Paper Reading: What Will it Take to Fix Benchmarking in Natural Language Understanding? (2020)
by: Samuel R. Bowman, George E. Dahl
This paper highlights issues for evaluating Natural Language performance in ML. In general, for ML training, the goal is to “lower the loss.” As soon as a model (perhaps in the language space) is able to lower the loss, this is seen as an improvement. TensorFlow has a cool playground that visualizes how this works.
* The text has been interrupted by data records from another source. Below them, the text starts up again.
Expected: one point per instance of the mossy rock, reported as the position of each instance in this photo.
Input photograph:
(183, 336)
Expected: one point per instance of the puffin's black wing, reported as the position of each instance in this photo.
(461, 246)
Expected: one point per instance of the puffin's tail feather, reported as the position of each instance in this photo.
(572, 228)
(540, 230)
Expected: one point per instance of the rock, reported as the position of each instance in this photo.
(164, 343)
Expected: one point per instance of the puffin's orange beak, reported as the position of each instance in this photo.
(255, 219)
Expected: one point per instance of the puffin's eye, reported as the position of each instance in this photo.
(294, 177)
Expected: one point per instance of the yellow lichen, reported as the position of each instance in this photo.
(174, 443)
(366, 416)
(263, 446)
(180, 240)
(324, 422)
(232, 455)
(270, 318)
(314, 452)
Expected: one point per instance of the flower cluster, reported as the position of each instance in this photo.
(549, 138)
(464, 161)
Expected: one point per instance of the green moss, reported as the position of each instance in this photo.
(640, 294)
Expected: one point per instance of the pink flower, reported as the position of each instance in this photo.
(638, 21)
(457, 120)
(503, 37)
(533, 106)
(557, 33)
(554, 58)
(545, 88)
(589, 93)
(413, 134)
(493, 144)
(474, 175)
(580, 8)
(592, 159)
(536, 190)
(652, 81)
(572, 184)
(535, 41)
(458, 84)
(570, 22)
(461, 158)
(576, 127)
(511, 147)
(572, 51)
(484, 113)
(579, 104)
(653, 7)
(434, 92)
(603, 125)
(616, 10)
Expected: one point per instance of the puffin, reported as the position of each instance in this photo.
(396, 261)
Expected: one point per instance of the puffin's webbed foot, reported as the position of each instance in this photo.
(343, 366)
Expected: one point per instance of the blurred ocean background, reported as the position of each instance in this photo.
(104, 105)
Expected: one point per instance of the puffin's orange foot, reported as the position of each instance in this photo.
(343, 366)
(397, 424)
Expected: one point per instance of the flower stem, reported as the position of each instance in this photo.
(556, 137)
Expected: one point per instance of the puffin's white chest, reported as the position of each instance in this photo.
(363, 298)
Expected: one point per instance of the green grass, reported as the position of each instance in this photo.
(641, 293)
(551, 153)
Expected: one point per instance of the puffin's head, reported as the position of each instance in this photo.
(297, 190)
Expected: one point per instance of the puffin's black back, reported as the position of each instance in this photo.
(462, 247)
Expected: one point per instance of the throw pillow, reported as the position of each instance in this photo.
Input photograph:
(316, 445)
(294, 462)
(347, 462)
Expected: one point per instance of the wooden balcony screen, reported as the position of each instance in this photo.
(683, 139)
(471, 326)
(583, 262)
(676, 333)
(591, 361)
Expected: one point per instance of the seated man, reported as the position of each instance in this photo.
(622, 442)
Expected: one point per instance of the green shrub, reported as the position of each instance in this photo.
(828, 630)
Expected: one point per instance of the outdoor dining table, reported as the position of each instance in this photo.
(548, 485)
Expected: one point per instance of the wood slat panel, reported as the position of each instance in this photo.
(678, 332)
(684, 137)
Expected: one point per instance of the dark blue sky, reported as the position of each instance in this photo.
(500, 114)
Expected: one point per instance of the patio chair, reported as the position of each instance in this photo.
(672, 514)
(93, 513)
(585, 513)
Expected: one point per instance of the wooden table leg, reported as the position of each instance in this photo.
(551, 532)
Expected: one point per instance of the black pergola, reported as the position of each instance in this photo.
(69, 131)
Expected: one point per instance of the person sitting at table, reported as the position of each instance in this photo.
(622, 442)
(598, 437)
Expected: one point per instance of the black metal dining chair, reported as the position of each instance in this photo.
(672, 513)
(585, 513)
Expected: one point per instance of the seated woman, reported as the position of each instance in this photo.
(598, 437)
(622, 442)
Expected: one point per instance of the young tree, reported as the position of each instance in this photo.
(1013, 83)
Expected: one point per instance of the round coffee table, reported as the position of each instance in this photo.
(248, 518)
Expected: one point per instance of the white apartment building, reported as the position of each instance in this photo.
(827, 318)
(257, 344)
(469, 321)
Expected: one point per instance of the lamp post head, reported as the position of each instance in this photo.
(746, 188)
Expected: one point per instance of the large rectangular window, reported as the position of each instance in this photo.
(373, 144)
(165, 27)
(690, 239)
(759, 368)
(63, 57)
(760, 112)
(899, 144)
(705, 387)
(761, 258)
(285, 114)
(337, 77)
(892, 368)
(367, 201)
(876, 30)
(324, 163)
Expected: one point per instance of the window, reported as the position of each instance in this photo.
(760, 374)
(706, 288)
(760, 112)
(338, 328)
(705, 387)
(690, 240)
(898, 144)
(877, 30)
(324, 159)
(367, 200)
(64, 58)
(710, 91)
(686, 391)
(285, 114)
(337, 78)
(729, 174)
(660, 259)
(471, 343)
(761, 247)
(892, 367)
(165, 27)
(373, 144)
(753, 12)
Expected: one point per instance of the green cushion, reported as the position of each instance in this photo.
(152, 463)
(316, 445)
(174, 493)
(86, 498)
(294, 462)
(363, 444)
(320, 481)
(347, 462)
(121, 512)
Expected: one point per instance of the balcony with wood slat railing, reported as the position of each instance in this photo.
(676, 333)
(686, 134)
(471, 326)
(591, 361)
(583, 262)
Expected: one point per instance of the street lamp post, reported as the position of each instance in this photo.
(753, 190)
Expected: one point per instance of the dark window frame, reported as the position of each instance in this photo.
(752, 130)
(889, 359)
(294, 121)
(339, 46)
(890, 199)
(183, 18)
When applying a model for real-world use, simply lowering the loss isn’t full proof and often insufficient for certain types of tasks. For example, none of the commercial virtual assistants directly use language models for Natural Language Generation. Finding quality datasets to overcome this is a major challenge, because models will perform well on biased data, especially if they are being evaluated by data with the same bias (often from the same corpus). This paper outlines typical types of benchmark datasets:
Naturally-Occurring - www.yelp.com/dataset
Expert-Authored - www.atticusprojectai.org/cuad
Crowdsourcing - storage.googleapis.com/openimages/web/
Adversarial Filtering - github.com/google-research-datasets/cats4ml-2021-dataset
Abstract
Evaluation for many natural language understanding (NLU) tasks is broken: Unreliable and biased systems score so highly on standard benchmarks that there is little room for researchers who develop better systems to demonstrate their improvements. The recent trend to abandon IID benchmarks in favor of adversarially-constructed, out-of-distribution test sets ensures that current models will perform poorly, but ultimately only obscures the abilities that we want our benchmarks to measure. In this position paper, we lay out four criteria that we argue NLU benchmarks should meet. We argue most current benchmarks fail at these criteria, and that adversarial data collection does not meaningfully address the causes of these failures. Instead, restoring a healthy evaluation ecosystem will require significant progress in the design of benchmark datasets, the reliability with which they are annotated, their size, and the ways they handle social bias.
Conclusion
Benchmarking for NLU is broken. We lay out four major criteria that benchmarks should fulfill to offer faithful, useful, and responsible measures of language ability. We argue that departing from IID evaluation (as is seen with benchmark datasets collected by adversarial filtering) does not help to address these criteria, but lay out in broad strokes how each criterion might be addressed directly. Nonetheless, important open research questions remain. Most centrally, it is still unclear how best to integrate expert effort into crowdsourced data collection, and we do not yet see a clear institutional model by which to ensure that bias metrics are built and used when they are most needed.
Paper: https://arxiv.org/abs/2104.02145
As I think about AI research standards and benchmarks, I feel both “Data Sheets” and “Model Cards” (which are basically design docs for data and ML respectively) are two widely discussed practices in the community that I can post about next.